10. The system of claim 1, wherein said extraction module is adapted to extract formant related parameters that include an estimate of nasality related to velum opening.

11. The system of claim 1, wherein said extraction module is adapted to extract formant related parameters that include formant bandwidth.

12. The system of claim 1, wherein said extraction module is adapted to extract timing characteristics at a phoneme level.

13. The system of claim 1, wherein said extraction module is adapted to extract pitch related qualities that include characteristics derived from clustered training data.

14. The system of claim 1, further comprising a dialogue manager adapted to require the user to copy speech of a prompt when providing the user speech.

15. The system of claim 1, further comprising a dialogue manager adapted to require the user to perform a distracting task while providing the user speech input.

16. The system of claim 1, further comprising a scoring mechanism adapted to combine multiple feature sets differentiated according to modality using combining weights that are sensitive to changes in context and environment.

17. The system of claim 1, further comprising a communications network conveying the acoustic correlates to the authentication module, wherein the authentication module is adapted to generate an authentication decision and transmit the decision across the network to an input of the speaker authentication system.

18. A speaker authentication method, comprising:

receiving user speech from a user;

extracting acoustic correlates of aspects of the user's physiology from the user speech, including at least one of glottal source parameters, formant related parameters, timing characteristics, and pitch related qualities; and

communicating the acoustic correlates to an authentication module adapted to authenticate the user by comparing the acoustic correlates to predefined acoustic correlates in a datastore.

19. The method of claim 18, further comprising extracting glottal source parameters that include spectral qualities.

20. The method of claim 18, further comprising extracting glottal source parameters that include breathiness.

21. The method of claim 18, further comprising extracting glottal source parameters that include noise content.

22. The method of claim 18, further comprising extracting glottal source parameters that include at least one of jitter and shimmer related to fluctuations in pitch period and amplitude.

23. The method of claim 18, further comprising extracting glottal source parameters that include glottal source waveform shape related to phase information.

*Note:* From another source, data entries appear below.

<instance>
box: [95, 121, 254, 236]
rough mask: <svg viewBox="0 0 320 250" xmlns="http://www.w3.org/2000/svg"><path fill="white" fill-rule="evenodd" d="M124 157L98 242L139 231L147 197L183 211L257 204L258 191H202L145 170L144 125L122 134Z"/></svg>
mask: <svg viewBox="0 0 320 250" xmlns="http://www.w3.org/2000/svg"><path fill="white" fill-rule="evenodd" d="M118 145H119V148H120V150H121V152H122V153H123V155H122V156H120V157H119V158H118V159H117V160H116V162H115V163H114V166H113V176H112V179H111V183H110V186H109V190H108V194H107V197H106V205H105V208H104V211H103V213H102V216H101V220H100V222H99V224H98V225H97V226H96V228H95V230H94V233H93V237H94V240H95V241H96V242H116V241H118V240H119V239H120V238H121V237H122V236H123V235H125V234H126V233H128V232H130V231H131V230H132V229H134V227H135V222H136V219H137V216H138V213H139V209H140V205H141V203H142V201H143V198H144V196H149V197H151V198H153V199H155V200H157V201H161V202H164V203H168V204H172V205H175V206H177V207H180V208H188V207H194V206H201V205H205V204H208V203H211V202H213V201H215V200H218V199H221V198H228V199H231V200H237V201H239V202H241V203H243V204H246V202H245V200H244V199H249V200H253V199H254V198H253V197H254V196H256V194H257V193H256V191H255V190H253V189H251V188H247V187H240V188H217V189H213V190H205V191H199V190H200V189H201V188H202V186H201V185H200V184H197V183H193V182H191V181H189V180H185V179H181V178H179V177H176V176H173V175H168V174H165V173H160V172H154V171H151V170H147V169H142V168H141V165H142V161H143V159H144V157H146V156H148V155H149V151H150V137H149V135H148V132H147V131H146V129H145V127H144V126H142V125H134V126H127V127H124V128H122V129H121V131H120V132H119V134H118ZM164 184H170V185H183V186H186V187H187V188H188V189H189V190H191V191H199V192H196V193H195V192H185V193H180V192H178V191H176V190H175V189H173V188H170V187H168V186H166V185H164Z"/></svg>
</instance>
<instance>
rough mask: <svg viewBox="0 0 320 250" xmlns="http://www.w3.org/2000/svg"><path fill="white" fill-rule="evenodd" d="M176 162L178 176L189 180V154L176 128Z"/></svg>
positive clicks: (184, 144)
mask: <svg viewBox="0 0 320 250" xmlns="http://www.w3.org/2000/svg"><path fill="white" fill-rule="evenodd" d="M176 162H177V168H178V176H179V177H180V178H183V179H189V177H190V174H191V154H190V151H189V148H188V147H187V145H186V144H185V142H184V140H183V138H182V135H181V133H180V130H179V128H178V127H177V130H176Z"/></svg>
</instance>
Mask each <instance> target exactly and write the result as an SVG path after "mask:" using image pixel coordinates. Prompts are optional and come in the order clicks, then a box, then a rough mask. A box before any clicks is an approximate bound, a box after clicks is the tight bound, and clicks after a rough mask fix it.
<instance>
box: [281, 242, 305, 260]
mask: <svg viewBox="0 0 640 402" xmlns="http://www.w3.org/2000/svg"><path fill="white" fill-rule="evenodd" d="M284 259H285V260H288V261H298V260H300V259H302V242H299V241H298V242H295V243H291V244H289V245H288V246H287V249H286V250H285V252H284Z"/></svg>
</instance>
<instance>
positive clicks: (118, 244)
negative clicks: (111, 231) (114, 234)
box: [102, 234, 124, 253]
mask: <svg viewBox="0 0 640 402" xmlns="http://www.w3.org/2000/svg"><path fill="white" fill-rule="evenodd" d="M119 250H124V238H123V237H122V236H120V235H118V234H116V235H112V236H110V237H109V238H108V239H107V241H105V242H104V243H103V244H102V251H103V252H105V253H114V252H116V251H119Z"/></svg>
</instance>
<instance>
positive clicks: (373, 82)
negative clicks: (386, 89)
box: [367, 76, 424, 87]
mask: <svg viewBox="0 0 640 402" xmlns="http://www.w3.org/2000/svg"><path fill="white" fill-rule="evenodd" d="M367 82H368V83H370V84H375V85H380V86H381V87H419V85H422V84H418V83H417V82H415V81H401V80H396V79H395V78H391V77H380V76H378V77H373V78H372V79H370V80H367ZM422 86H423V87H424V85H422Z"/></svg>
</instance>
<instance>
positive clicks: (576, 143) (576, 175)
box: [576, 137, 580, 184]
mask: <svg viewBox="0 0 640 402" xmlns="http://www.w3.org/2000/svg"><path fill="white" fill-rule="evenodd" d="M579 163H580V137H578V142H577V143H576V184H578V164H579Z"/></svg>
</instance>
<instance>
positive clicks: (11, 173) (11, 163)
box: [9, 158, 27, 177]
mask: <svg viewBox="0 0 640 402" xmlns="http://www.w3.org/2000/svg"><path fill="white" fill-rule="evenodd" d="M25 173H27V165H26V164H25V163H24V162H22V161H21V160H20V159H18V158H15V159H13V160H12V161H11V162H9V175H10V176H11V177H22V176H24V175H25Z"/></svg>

24. The method of claim 18, further comprising extracting formant related parameters that include a pattern of high formants related to head shapes and cavities.

25. The method of claim 18, further comprising extracting formant related parameters that include an estimate of vocal tract length.

26. The method of claim 18, further comprising extracting formant related parameters that include low formant patterns related to at least one of accent and dialect.

27. The method of claim 18, further comprising extracting formant related parameters that include an estimate of nasality related to velum opening.

28. The method of claim 18, further comprising extracting formant related parameters that include formant bandwidth.

29. The method of claim 18, further comprising extracting timing characteristics at a phoneme level.

30. The method of claim 18, further comprising extracting pitch related qualities that include characteristics derived from clustered training data.

31. The method of claim 18, further comprising requiring the user to copy speech of a prompt when providing the user speech.

32. The method of claim 18, further comprising requiring the user to perform a distracting task while providing the user speech input.

33. The method of claim 18, further comprising combining multiple feature sets differentiated according to modality by using combining weights that are sensitive to changes in context and environment.

34. The method of claim 18, further comprising:

conveying the acoustic correlates to the authentication module via a communications network; and

receiving an authentication decision generated by the authentication system via the communications network.